The angry battle over Elián González, the Cuban boy rescued off the Florida coast after his mother drowned trying to reach the United States, is just one poignant example of the kinds of showdowns that can be expected from continuing pointless hostility between the U.S. and Cuba, according to a topical Hoover Institution Essay in Public Policy.

In A Strategic Flip-Flop in the Caribbean: Lift the Embargo on Cuba, Hoover fellow William Ratliff and Roger Fontaine argue that current U.S. policy is an increasingly counterproductive product of inertia, a powerful Cuban American lobby and misguided and/or compromising politicians.

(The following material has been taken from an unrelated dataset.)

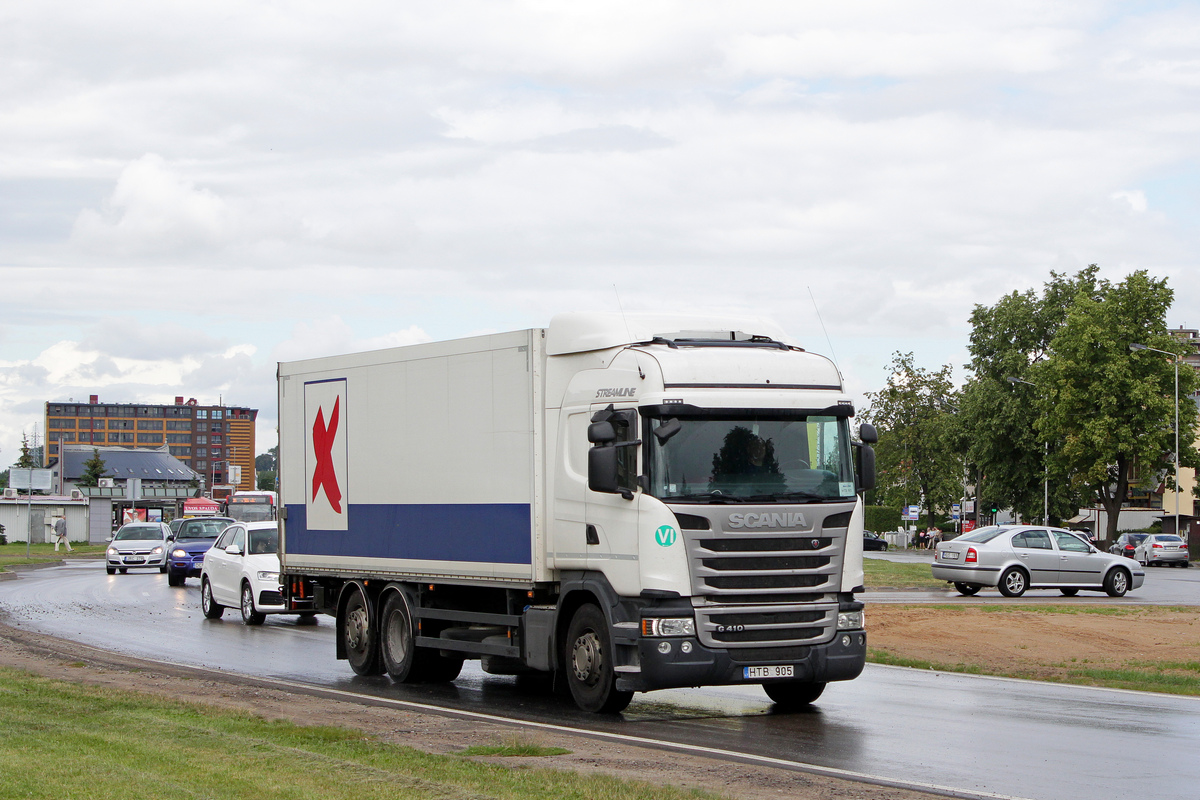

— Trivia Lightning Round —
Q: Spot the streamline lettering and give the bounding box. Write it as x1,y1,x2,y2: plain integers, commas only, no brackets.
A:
730,511,809,528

Ratliff and Fontaine maintain that sanctions won't make Fidel Castro a democratic market reformer or topple him, but, on the contrary, give him a scapegoat for his own failures and repression and enable him to maintain his cherished image as the "scourge" of an increasingly interventionist U.S. "imperialism."

More importantly, the writers assert, the embargo has transformed from an asset during the Cold War to a liability that heightens tensions in Cuba, making post-Castro cooperation among Cubans and Cuban Americans more difficult, and promotes conflict that could draw in the U.S. military. It is imperialistic and will sour U.S. relations with Cubans for years after Castro's demise, they add.

Last year, under pro-embargo pressure, President Clinton rejected a bi-partisan proposal, supported by former secretaries of state George Shultz and Henry Kissinger, among others, to make a comprehensive evaluation of the policy. In the end, Ratliff and Fontaine conclude, the U.S. cannot control Castro but can unilaterally end a special-interest policy that increasingly endangers Americans and Cubans.

William Ratliff is a senior research fellow and curator of the Latin and North American Collection at Stanford University's Hoover Institution. He is co-author of Inside the Cuban Interior Ministry and other studies of Cuba. He spends a portion of every year in on-site research in Latin America, Europe, and China and has interviewed many world leaders, including Fidel Castro. He has published hundreds of commentaries in major U.S. newspapers and is a regular contributor to MSNBC on the Internet.

Roger Fontaine shared responsibility for day-to-day U.S. national security affairs in Latin America as a member of the National Security Council from 1981 through 1983 during the Reagan presidency. The author of many books, his commentaries have appeared on the BBC, National Public Radio, and many major American newspapers.